His comments came amid a significant fall in the price of digital assets, including bitcoin, which fell below $6,000 Thursday. At press time, the price of bitcoin is hovering around $5,690, a decline of more than 27%, according to data from Coinbase.
Global equities markets fell broadly as well, with the NYSE hitting its circuit breaker for the second time of the week – less than 10 minutes after the market open.
As reported by The Block, crypto trading desks and exchanges saw heightened volume on Thursday. Things were no different in the derivatives space. According to Skew, Thursday saw a significant uptick in bitcoin options volume, with the vast majority of it occurring on Deribit.
Jansen told The Block that Deribit saw around 35,000 bitcoin options contracts trade hands during the 24 hours. In total, over $1.6 billion has been traded on the exchange during the same period of time, he explained.

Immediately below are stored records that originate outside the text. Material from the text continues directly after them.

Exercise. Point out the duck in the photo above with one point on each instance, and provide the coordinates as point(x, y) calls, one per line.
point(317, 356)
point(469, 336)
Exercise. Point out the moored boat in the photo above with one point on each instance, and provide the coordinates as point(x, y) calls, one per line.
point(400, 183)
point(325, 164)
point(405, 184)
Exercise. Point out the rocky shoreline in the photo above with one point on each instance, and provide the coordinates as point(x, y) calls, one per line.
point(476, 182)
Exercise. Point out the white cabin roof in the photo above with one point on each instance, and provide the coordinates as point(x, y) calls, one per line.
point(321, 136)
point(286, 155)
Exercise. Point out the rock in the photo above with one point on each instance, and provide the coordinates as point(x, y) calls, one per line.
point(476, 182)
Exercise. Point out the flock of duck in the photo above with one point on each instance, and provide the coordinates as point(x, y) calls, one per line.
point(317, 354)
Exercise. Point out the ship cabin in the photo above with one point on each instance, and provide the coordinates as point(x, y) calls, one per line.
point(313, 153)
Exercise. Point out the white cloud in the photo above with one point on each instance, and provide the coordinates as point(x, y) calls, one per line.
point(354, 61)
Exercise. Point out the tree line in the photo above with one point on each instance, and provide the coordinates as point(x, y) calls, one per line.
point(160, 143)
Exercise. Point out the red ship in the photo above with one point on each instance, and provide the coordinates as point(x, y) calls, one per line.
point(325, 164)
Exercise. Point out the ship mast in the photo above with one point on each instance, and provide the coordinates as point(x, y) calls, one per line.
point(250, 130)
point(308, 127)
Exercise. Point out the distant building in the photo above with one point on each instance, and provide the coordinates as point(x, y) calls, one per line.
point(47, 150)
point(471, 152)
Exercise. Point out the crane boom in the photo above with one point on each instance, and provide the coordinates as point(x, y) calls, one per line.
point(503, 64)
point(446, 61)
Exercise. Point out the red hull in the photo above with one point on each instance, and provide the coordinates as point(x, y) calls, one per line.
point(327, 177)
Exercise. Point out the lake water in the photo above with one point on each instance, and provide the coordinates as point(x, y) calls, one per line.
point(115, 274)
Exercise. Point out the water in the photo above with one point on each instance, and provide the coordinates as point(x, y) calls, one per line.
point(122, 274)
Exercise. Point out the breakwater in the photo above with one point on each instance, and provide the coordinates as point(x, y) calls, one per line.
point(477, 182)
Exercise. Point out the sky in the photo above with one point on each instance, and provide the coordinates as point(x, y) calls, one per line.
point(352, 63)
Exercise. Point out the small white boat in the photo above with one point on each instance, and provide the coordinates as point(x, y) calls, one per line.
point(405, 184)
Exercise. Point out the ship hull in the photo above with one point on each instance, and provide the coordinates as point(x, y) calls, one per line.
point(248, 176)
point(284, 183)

"BTC perpetual is trading at a discount to spot and the basis has come off as well. March futures are in backwardation on most markets. This bearish trend is amplified by significant liquidations on all derivatives markets including Deribit," said Jansen.

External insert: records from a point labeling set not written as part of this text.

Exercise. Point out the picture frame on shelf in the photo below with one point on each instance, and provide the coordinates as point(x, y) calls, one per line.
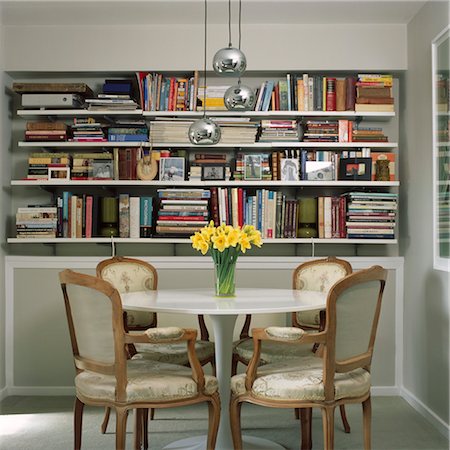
point(252, 167)
point(213, 172)
point(357, 169)
point(103, 170)
point(319, 171)
point(290, 169)
point(172, 169)
point(59, 173)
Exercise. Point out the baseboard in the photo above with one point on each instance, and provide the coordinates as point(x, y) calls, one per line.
point(426, 412)
point(44, 390)
point(384, 391)
point(3, 393)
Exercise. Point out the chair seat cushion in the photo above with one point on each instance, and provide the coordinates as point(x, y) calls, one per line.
point(301, 379)
point(271, 351)
point(174, 353)
point(148, 380)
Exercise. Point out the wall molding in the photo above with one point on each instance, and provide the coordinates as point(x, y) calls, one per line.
point(426, 412)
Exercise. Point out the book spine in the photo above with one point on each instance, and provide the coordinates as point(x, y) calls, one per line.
point(124, 215)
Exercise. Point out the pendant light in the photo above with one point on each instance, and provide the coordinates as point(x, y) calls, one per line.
point(204, 131)
point(230, 61)
point(240, 97)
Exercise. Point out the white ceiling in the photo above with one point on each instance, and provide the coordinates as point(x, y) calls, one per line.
point(141, 12)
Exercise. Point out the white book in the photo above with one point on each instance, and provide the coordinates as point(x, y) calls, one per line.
point(134, 217)
point(327, 222)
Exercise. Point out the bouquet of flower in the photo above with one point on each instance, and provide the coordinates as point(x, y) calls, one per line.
point(225, 243)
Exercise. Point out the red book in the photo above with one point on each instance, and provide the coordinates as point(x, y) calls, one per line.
point(214, 206)
point(331, 94)
point(240, 207)
point(89, 216)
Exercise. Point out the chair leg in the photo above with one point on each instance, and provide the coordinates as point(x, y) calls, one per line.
point(328, 427)
point(104, 425)
point(213, 421)
point(145, 427)
point(367, 423)
point(234, 364)
point(344, 419)
point(77, 422)
point(235, 420)
point(121, 427)
point(306, 425)
point(138, 428)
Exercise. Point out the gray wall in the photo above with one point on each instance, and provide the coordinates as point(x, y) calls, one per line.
point(3, 201)
point(426, 333)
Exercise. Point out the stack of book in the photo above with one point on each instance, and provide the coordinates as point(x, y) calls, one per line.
point(36, 222)
point(182, 212)
point(371, 215)
point(46, 131)
point(40, 163)
point(87, 129)
point(214, 100)
point(128, 131)
point(117, 94)
point(368, 134)
point(279, 130)
point(204, 160)
point(237, 130)
point(167, 94)
point(92, 166)
point(170, 131)
point(374, 93)
point(321, 131)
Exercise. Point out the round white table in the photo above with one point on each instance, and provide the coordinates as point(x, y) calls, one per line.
point(223, 313)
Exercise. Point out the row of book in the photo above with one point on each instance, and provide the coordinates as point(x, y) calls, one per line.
point(351, 215)
point(181, 212)
point(88, 130)
point(324, 165)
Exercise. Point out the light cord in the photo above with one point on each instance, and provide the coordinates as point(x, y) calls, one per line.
point(229, 24)
point(204, 60)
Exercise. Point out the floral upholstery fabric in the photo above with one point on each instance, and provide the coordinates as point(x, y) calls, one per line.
point(164, 333)
point(147, 381)
point(318, 277)
point(130, 277)
point(174, 353)
point(301, 379)
point(286, 333)
point(271, 351)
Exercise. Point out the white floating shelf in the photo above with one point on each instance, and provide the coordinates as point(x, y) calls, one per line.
point(262, 184)
point(140, 112)
point(188, 241)
point(78, 112)
point(258, 145)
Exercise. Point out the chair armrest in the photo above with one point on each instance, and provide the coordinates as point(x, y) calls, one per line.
point(289, 335)
point(166, 335)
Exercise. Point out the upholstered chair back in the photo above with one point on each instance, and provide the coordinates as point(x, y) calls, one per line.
point(355, 314)
point(131, 275)
point(318, 275)
point(92, 306)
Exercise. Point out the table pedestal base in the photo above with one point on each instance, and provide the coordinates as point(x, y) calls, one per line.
point(199, 443)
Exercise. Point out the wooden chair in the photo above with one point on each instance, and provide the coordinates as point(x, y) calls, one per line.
point(340, 376)
point(104, 375)
point(317, 275)
point(130, 275)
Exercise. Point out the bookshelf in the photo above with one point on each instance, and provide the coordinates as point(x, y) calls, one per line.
point(25, 192)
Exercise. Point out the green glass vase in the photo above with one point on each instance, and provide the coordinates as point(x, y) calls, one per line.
point(225, 280)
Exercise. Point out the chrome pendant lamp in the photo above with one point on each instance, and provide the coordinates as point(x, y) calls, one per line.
point(239, 97)
point(230, 61)
point(204, 131)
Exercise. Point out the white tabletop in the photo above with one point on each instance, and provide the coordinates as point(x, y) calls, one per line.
point(204, 301)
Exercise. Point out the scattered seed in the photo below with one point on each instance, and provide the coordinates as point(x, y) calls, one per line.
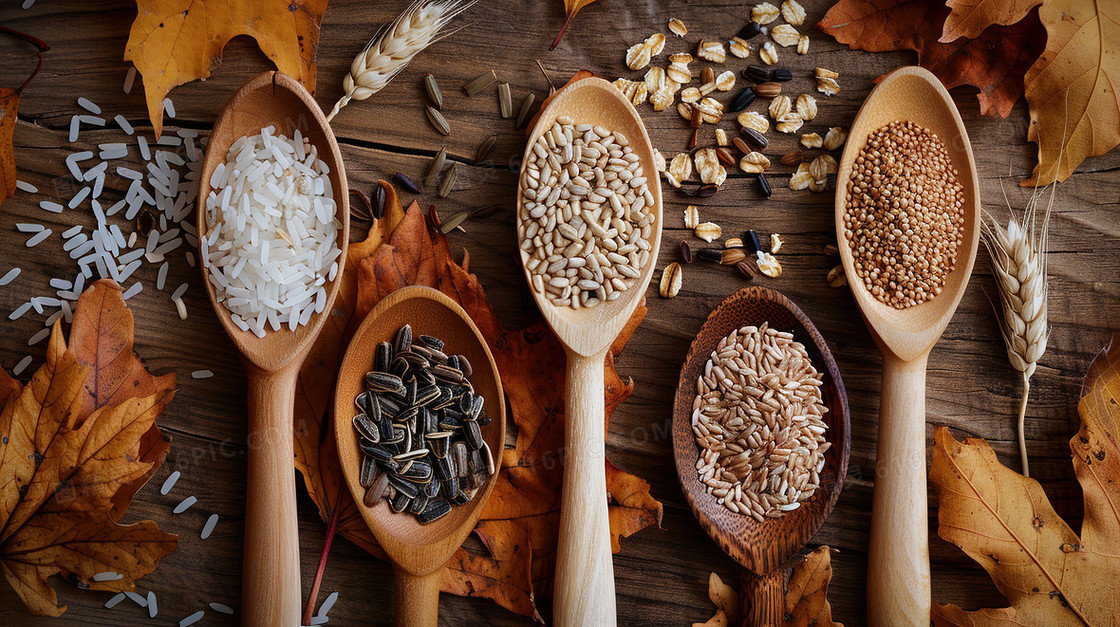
point(505, 101)
point(481, 82)
point(431, 87)
point(438, 121)
point(670, 280)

Crypto derivatives exchange BitMEX's bitcoin volatility index, which benchmarks the price movement of bitcoin, spiked from around 4 to above 18 at press time.
Total hourly liquidation volumes of BitMEX's famed bitcoin perpetual swaps at once hit a whopping $501 million, with its three-day average being $11 million.
The market turbulence also applied significant pressure on exchange infrastructure, according to market participants. High-frequency trader Mike van Rossum told The Block that almost all major exchanges, including FTX, Huobi, BitMEX, Deribit all have technical issues such as order book lags.
"During this time, one of FTX’s databases got overloaded. This caused significant orderbook lag, and we had to ratelimit/throttle orders to keep it functioning," FTX CEO Sam Bankman-Fried stated in a tweet.
"All in all, it was very messy everywhere," van Rossum said.